Se oyeron gruñidos de aceptación, con volutas de humo. La cámara enfocó a uno de ellos, que debía de ser… Rebus se puso en pie y se acercó a la pantalla de plasma. Había un pequeño orificio en la pared encima de una esquina del televisor. No se apreciaba, o podía confundirse con un defecto de la pintura. Arrimó el ojo, pero no vio nada. Salió de la habitación y abrió la puerta del cuarto contiguo: era un cuarto de baño, con un armarito en una pared de espejos. Dentro del armarito no había nada, ni cámara, ni cables. Acercó el ojo al orificio y vio la habitación de la pantalla.
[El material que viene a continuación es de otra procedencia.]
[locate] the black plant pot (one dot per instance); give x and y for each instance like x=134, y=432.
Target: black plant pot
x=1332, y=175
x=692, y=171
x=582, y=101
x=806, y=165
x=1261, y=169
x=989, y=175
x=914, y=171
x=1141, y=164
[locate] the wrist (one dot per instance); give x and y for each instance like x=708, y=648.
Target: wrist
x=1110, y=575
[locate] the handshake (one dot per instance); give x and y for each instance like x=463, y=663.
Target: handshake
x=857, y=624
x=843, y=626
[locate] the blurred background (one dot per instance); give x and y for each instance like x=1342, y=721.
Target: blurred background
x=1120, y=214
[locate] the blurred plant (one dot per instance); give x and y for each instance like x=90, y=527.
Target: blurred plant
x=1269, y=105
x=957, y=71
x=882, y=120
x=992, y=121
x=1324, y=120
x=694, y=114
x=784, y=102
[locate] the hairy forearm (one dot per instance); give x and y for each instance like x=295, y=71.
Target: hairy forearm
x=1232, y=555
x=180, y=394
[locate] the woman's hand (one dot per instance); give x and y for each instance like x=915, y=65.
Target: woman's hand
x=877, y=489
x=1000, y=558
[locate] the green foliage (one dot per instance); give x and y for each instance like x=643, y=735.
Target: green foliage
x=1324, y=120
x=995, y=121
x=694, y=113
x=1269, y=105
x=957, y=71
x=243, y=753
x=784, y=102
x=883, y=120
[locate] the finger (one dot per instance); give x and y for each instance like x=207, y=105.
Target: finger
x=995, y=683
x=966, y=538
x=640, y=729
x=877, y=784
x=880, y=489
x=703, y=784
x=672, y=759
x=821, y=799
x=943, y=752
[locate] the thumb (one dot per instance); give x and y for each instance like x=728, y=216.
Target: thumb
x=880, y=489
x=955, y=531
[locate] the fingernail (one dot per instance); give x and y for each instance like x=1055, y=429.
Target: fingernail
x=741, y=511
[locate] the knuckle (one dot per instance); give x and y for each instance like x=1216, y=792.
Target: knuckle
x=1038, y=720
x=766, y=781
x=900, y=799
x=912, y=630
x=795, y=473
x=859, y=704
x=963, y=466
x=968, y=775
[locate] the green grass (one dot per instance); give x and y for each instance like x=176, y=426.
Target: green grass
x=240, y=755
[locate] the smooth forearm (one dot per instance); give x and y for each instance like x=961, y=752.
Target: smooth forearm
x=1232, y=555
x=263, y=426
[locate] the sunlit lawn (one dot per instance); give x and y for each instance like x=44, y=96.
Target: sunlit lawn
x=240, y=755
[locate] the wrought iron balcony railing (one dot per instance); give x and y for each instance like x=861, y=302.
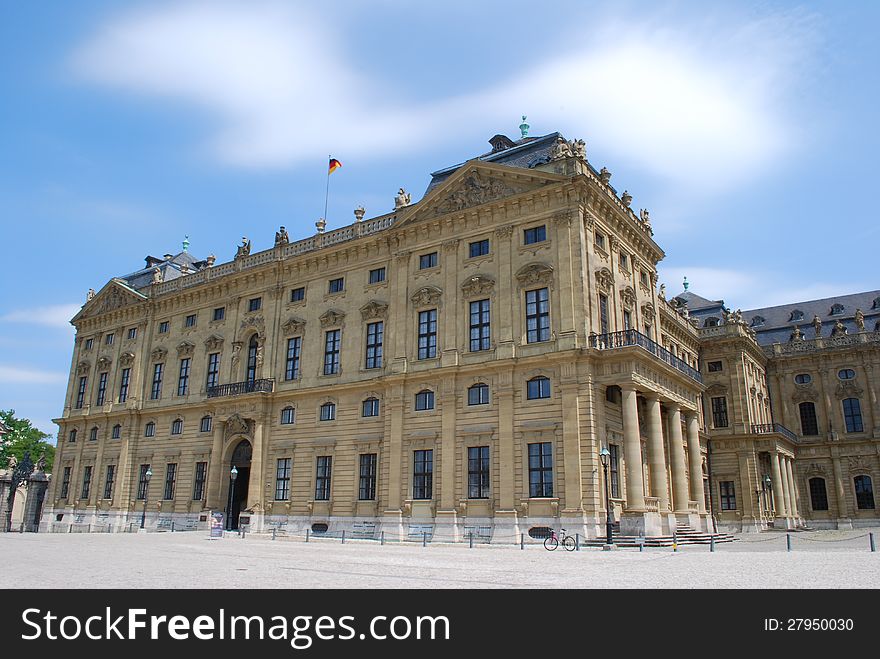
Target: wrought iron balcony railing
x=265, y=385
x=625, y=338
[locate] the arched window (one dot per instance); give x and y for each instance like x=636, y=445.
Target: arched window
x=538, y=387
x=864, y=492
x=818, y=494
x=478, y=394
x=425, y=400
x=809, y=422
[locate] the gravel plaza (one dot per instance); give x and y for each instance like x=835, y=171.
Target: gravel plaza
x=819, y=559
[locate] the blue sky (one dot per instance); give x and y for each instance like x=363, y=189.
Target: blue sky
x=748, y=129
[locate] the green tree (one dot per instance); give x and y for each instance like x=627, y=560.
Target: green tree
x=22, y=438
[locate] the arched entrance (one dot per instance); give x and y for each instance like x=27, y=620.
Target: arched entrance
x=238, y=488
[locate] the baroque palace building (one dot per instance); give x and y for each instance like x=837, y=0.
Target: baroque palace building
x=456, y=366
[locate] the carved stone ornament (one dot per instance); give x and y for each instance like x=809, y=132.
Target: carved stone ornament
x=477, y=285
x=535, y=273
x=427, y=296
x=294, y=325
x=374, y=309
x=332, y=318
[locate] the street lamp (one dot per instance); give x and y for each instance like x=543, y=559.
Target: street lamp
x=604, y=456
x=148, y=474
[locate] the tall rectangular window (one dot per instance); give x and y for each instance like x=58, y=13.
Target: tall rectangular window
x=282, y=479
x=478, y=472
x=183, y=378
x=331, y=352
x=124, y=379
x=323, y=471
x=201, y=476
x=102, y=389
x=367, y=480
x=108, y=481
x=479, y=325
x=537, y=315
x=423, y=474
x=428, y=334
x=375, y=337
x=213, y=378
x=291, y=366
x=541, y=469
x=170, y=480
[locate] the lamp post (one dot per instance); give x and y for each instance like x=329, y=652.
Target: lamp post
x=148, y=474
x=605, y=455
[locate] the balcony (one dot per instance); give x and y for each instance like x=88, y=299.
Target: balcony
x=614, y=340
x=767, y=428
x=264, y=386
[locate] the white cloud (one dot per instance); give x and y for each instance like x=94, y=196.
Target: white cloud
x=57, y=315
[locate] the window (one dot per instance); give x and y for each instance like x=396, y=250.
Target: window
x=864, y=492
x=478, y=248
x=109, y=478
x=371, y=407
x=291, y=367
x=375, y=338
x=538, y=387
x=478, y=394
x=288, y=415
x=328, y=412
x=65, y=483
x=478, y=472
x=852, y=415
x=183, y=377
x=818, y=494
x=428, y=261
x=199, y=481
x=156, y=390
x=322, y=477
x=213, y=378
x=331, y=352
x=423, y=474
x=425, y=400
x=102, y=389
x=81, y=392
x=479, y=325
x=170, y=480
x=719, y=412
x=809, y=422
x=124, y=379
x=535, y=235
x=367, y=481
x=537, y=315
x=728, y=495
x=541, y=470
x=282, y=479
x=87, y=482
x=428, y=334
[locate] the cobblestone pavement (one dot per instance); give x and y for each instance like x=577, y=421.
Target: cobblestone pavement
x=192, y=560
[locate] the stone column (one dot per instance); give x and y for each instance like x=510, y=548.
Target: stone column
x=679, y=470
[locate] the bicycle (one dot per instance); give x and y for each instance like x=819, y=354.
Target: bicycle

Volvió a ella, y por los comentarios de los hombres no le cupo la menor duda de que contemplaban los mismos vídeos que él acababa de ver.

– Ojalá mi mujer hiciera esas cochinadas.

– A lo mejor emborrachándola con porno en vez de con chardonnay

– Pues valdría la pena.

– ¿Y no saben que los filmas, Morris?

La voz de Cafferty desde el fondo, gruñendo feliz: « Ni se lo imaginan ».

– ¿No tuvo líos Chuck Berry por algo parecido?

– ¿Qué, Roger, inspirándote para hacer algo con tu mujer?

– Stuart, llevo casado más de veinte años.

– O sea que no…

Rebus se puso de rodillas delante de la pantalla. Roger y Stuart, con su vaso de vino y sus puros, bien agasajados por Cafferty, y ahora disfrutando en grupo de su hospitalidad: Roger Anderson y Stuart Janney. Los capitostes del banco First Albannach…

– A Michael le fastidiará haberse perdido esto -añadió Janney con una carcajada.